Wednesday, November 21, 2012

Chemtrail Rebuttal

In my Post called "What I Saw Today" I commented on the chemtrails I witnessed. A commenter, Blayloc, had this to say, getting his information from good ol' wikipedia:

   "You mean contrails? A jet engine produces carbon dioxide and water vapor just like every other combustion reaction. When this water vapor hits the cold atmosphere at those altitudes it condenses into solid water droplets, a condensation trail, or contrail."

I ask this, how long has it been since you saw an actual contrail? One that evaporated soon after its creation? Nowadays, they seem to hang around for hours and eventually spread out to cover vast portions of the sky. Many times the chemtrails are in a regular grid.

Here is some info on chemtrails, which have been identified since 1997.  Here some more with comparisons of contrails and chemtrails. Here is a site that details some of the chemical composition of the chemtrails. And shows many pictures of planes actually spraying as well as some of the patterns of a sprayed sky. And this site has a link to an upcoming class action lawsuit over chemtrails.

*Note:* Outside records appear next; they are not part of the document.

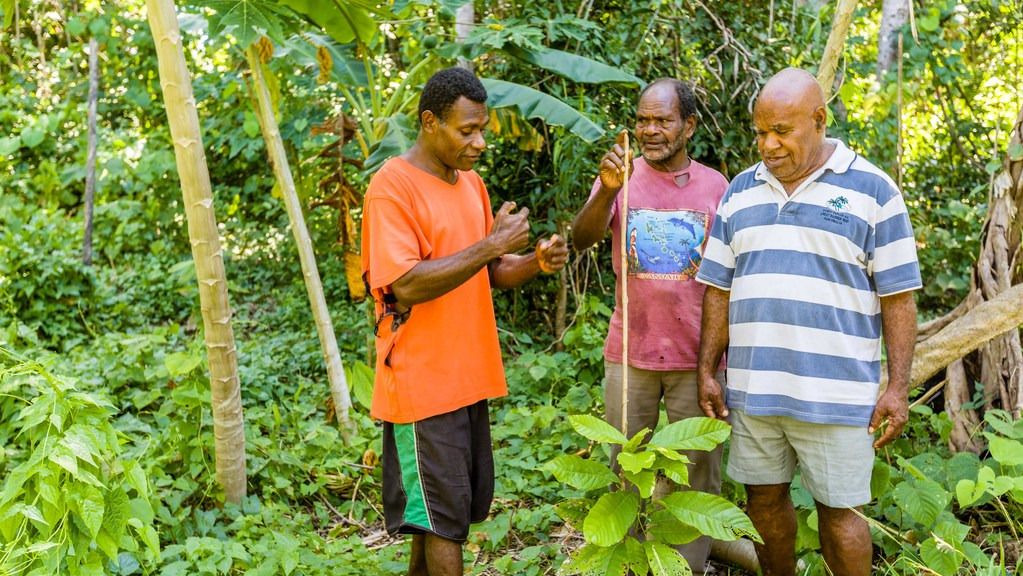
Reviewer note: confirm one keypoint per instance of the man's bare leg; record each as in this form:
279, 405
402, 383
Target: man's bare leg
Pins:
845, 541
417, 557
773, 516
443, 557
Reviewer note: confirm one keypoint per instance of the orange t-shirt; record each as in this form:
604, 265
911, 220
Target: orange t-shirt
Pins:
446, 355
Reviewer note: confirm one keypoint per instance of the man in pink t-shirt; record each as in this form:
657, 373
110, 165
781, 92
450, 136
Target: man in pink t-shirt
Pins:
672, 201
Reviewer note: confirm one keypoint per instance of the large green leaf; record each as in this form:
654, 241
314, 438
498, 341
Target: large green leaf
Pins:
711, 515
675, 471
581, 474
574, 67
611, 518
344, 21
645, 481
940, 557
636, 462
666, 528
612, 561
360, 378
665, 561
596, 430
399, 137
247, 19
692, 434
635, 441
923, 499
533, 103
1006, 450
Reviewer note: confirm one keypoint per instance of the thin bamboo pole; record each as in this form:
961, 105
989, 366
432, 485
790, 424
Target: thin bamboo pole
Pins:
90, 161
836, 44
228, 424
623, 217
314, 288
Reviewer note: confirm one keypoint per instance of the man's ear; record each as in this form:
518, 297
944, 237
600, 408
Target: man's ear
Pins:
428, 121
691, 126
820, 119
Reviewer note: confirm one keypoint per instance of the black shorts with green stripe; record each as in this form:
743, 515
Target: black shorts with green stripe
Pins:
439, 473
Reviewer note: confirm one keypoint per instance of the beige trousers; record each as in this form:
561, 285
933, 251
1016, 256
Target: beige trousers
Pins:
678, 390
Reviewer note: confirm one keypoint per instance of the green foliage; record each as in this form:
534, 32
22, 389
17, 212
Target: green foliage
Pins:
70, 502
677, 518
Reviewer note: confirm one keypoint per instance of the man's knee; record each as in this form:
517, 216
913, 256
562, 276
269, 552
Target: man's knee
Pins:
767, 495
841, 521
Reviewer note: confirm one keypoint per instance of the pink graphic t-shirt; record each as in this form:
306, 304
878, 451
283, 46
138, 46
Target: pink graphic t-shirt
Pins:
668, 225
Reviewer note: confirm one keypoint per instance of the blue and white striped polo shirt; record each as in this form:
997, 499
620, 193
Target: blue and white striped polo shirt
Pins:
805, 274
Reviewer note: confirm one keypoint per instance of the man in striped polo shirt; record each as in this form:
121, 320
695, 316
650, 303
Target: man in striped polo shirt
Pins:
811, 260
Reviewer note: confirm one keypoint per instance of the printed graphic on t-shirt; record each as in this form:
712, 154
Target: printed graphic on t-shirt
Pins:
666, 245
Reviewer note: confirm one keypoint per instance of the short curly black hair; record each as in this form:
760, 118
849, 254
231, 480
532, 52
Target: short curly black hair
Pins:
686, 98
447, 86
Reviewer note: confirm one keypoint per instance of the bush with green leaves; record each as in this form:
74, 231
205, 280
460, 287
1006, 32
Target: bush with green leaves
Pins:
70, 503
610, 521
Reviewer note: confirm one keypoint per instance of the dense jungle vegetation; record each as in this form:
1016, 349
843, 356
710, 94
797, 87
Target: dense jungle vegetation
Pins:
107, 459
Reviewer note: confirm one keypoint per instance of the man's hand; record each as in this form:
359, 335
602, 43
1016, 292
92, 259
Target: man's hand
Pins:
895, 408
613, 164
551, 254
510, 231
711, 399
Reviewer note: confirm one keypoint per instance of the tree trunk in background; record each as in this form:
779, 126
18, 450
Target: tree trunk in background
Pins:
228, 424
310, 273
998, 269
836, 45
894, 14
464, 18
989, 316
90, 162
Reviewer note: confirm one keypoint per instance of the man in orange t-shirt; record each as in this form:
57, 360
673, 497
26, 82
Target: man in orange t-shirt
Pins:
431, 253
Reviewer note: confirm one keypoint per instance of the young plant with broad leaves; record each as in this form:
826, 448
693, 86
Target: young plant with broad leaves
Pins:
612, 521
69, 503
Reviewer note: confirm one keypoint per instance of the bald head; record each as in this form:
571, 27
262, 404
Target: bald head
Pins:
792, 86
790, 118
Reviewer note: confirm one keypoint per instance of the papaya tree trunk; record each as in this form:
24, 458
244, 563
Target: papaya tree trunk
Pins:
836, 45
228, 424
90, 161
310, 273
894, 14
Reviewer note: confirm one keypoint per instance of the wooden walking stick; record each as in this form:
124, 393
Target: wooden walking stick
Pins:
623, 217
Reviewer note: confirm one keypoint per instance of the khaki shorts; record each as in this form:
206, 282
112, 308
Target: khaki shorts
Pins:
836, 461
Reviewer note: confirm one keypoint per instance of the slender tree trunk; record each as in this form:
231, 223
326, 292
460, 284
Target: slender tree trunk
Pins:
228, 424
966, 425
990, 314
997, 270
90, 162
836, 45
894, 14
464, 18
310, 273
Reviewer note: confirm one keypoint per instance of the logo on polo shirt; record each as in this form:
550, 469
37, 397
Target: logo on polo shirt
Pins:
836, 211
839, 204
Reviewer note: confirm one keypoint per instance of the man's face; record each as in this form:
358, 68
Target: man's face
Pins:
789, 137
661, 132
457, 138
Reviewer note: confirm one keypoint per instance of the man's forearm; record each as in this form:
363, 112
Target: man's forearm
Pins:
898, 321
591, 222
433, 278
713, 330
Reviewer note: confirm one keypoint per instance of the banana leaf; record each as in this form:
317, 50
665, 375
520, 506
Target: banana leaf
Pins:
533, 103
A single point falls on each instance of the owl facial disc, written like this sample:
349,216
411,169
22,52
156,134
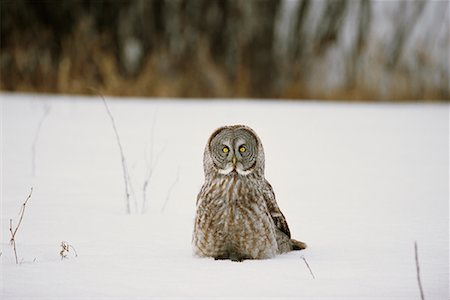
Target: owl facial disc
234,149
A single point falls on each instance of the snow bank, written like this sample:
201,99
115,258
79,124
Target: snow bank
358,182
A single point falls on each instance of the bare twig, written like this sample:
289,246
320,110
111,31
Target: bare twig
36,137
150,168
170,190
309,268
126,175
14,232
65,249
418,271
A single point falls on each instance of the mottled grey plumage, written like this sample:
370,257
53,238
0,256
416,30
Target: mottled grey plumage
237,215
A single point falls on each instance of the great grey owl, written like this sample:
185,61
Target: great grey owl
237,215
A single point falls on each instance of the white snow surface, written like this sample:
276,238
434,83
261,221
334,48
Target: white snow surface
360,183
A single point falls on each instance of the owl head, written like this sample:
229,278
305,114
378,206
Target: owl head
234,150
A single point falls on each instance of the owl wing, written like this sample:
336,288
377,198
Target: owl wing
274,211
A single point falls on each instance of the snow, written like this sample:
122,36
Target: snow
360,183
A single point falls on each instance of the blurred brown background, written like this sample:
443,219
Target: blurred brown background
351,50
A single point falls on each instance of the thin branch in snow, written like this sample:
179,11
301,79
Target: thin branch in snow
150,168
418,271
309,268
126,176
170,190
65,249
14,232
36,138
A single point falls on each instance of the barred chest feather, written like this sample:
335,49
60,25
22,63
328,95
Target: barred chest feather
233,220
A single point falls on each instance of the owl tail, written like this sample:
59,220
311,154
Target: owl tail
297,245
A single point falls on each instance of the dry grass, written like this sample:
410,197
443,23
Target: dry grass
88,60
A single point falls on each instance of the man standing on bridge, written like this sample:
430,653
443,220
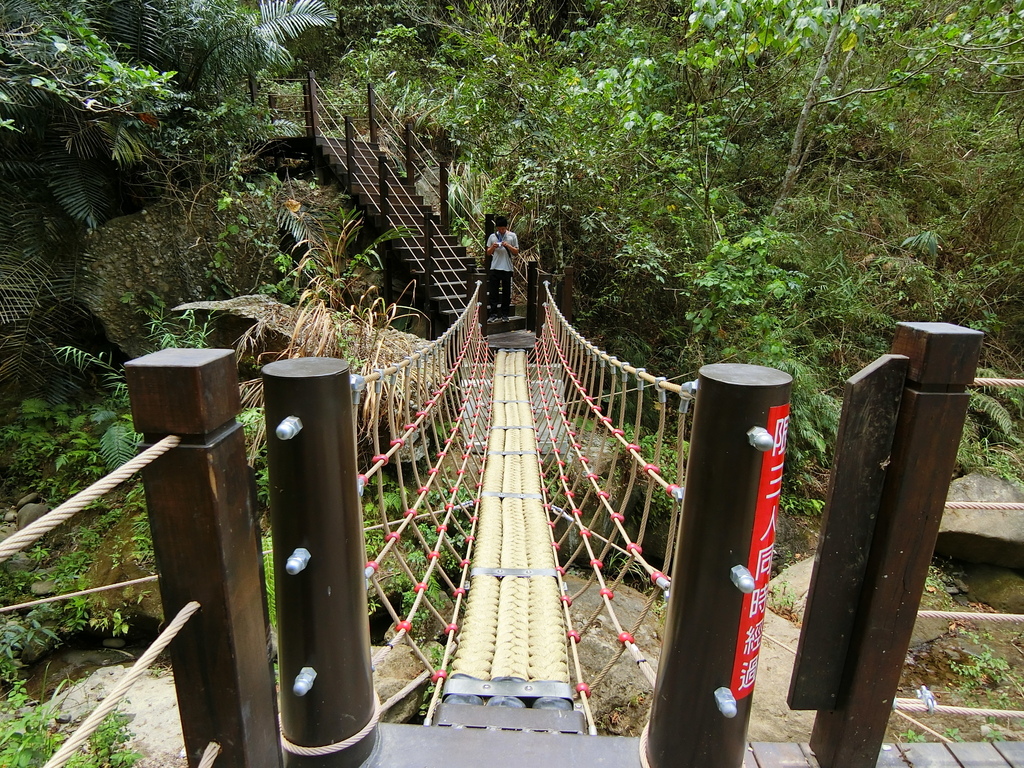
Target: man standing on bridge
502,246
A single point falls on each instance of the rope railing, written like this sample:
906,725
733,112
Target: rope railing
91,723
80,501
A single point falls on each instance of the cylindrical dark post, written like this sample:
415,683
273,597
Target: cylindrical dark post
720,580
206,542
350,152
312,105
382,175
531,286
372,112
410,159
318,560
442,195
566,293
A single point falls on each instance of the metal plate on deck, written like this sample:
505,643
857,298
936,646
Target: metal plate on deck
505,718
531,689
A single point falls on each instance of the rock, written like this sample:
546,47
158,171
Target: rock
42,589
1000,588
30,513
28,499
994,537
397,670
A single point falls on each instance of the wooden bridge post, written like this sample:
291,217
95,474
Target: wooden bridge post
720,579
410,158
312,104
327,692
372,112
382,175
442,194
207,547
531,292
942,363
350,152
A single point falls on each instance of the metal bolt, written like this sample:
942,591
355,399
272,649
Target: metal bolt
726,701
297,561
761,438
303,681
742,579
289,428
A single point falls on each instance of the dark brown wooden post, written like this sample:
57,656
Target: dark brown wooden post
410,158
443,193
350,164
382,175
327,692
312,105
566,293
207,546
942,363
372,112
531,291
720,580
870,406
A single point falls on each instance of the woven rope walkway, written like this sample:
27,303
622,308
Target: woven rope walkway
513,626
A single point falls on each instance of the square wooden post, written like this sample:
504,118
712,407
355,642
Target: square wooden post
207,546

I could keep doing this all freaking night but why? Take that wiki. Chemtrails ARE documented and HAVE been analyzed. The ill health effects have been determined and they are not good.

Now after all that ,

 Have a Happy Thanksgiving!

1 comment:

Blayloc said...

I didn't get my info off Wikipedia. I'm a chemist. Also, my Dad was a mechanic in the AF during Vietnam so I learned a lot about aviation from him when I was a kid. I'm pretty sure I haven't noticed anything different about contrails since my Dad first told me what they were in the early to mid eighties. I've always seen different types of contrails, some dissipate quickly others linger and spread out. Depends on the weather, time of year, etc. To be honest I had never heard of "chemtrails" before so I just thought it was a typo or a small misunderstanding. Little did I know there was such a huge conspiracy theory surrounding them.